Photo: El Comercio retrieved
Colombian authorities say that more than 1,400 members of Venezuela’s security forces have arrived in their country, fleeing Venezuela. Most arrived on, or since February 23rd, the day that Juan Guaidó, National Assembly president challenging Nicolás Maduro, said he would deliver humanitarian aid to Venezuela. He called on the military to “put themselves on the side of the Constitution” and rebel against the Maduro government.
I’ve been talking with these former officers, and they have offered a glimpse into life inside Venezuela’s security apparatus.
First, their superiors issued explicit orders to repress anti-government demonstrations, or ordered them to “be tough, without pity or compassion” toward those trying to bring humanitarian aid into Venezuela. Two of them said that their superiors were involved in drug trafficking or had helped stall investigations into such crimes, allegations consistent with ongoing investigations abroad and research by independent groups.
Several officers reported that their families in Venezuela are being harassed after they fled and that armed pro-government thugs, colectivos, marked some of their homes.
Several officers reported that their families in Venezuela are being harassed after they fled and that armed pro-government thugs, colectivos, marked some of their homes by drawing a circle with a line through it on the wall, as though canceling them. One said that a family member of his had been detained. More than 670 of the deserters’ family members have joined them in Colombia, according to official sources.
During our interview in a hot, windowless office in the border town of Cucuta, in Northern Colombia, a former sergeant in the Bolivarian National Guard told me that fear of being labeled a traitor had kept him in line, but he got sick of “not being able to say anything” about the corruption and cruelty of the Maduro government. It was the so-called “Delay Operation” that the National Guard began on February 22nd—to keep humanitarian assistance out of Venezuela—that finally prompted him to flee.
The 15 people we interviewed said that when they lived in barracks, in Venezuela, they went for several months without three full meals a day. Like many Venezuelans during the crisis, they said, they lost a lot of weight. All of them said the money they earned wasn’t enough to buy food and other necessities for their families.
But they also said that life after they defected hasn’t been what they had hoped for. In fact, this exodus highlights the complexity of Venezuela’s protracted crisis. For the first time in over two years that I’ve spent interviewing fleeing Venezuelans in Latin America, I heard several of these men and women say they were better off in Venezuela than in Colombia. This is noteworthy, even though they probably had greater access to food and services than the average Venezuelan, now suffering a devastating humanitarian emergency.
But they also said that life after they defected hasn’t been what they had hoped for. In fact, this exodus highlights the complexity of Venezuela’s protracted crisis.
Most have sought refugee status in Colombia. However, international standards allow members of the military to be considered asylum seekers only when they have “genuinely and permanently renounced military activities” and the United Nations High Commissioner for Refugees (UNHCR) only considers refugee claims from civilians. So these men and women seeking asylum need to sign a document saying they had given up arms, but some have publicly declared that they would take up arms to “overthrow Maduro,” posing a quandary for Colombian authorities and the UN refugee agency.
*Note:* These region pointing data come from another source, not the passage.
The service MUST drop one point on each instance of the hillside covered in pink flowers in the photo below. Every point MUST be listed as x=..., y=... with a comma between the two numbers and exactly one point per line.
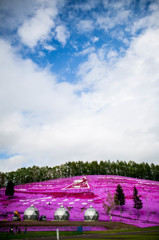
x=79, y=193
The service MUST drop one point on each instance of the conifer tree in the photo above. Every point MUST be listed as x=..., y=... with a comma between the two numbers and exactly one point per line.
x=137, y=201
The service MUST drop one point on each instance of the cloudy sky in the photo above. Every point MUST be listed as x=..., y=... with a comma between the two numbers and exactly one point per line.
x=79, y=80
In addition, some of the former soldiers may be implicated in abuses, which could disqualify them for refugee status.
But many have a well-founded fear of persecution if they are returned to Venezuela. On February 27th, an executive decree expelled 116 people from the Armed Forces —including several of those I interviewed— and accused them of treason. If they return, they’ll most likely be arrested and prosecuted for treason. In a country where the judiciary lacks even a semblance of independence, there would be no credible guarantees of due process and they would risk torture.
Meanwhile, the former security force members are trying to rebuild their lives in a border city where Venezuelans arrive by the thousands. Hundreds of these former officers are housed in seven hotels in Cucuta, where they receive three meals a day, but the continuity of such aid is uncertain. They also receive support, personal items, and care from a medical doctor who is part of a network of Venezuelan volunteers called Movement of Those Born on the Pavement. Another 40 officers live in a church shelter, which was designed to accommodate just 10, so some sleep on mattresses on the floor.
Although Colombian authorities told us that these former security forces members have permission to work, none of those we interviewed were aware that they could, and all said prospective employers routinely tell them that they cannot hire them with their papers saying they’re seeking asylum.
Although Colombian authorities told us that these former security forces members have permission to work, none of those we interviewed were aware that they could.
Some are working illegally. Most spend their days watching time go by and worrying about how long the aid they receive will last. The Colombian government should carefully evaluate individual cases of former soldiers who have renounced military activity and ensure that Colombian employers know it’s legal for these women and men to work, issuing them an ID that explicitly says so, if necessary.
In reality, their situation is not unlike the life of asylum-seekers in other parts of the world who struggle to rebuild their lives away from home, but it is certainly different from what many of them expected when they were welcomed as heroes, after crossing the border.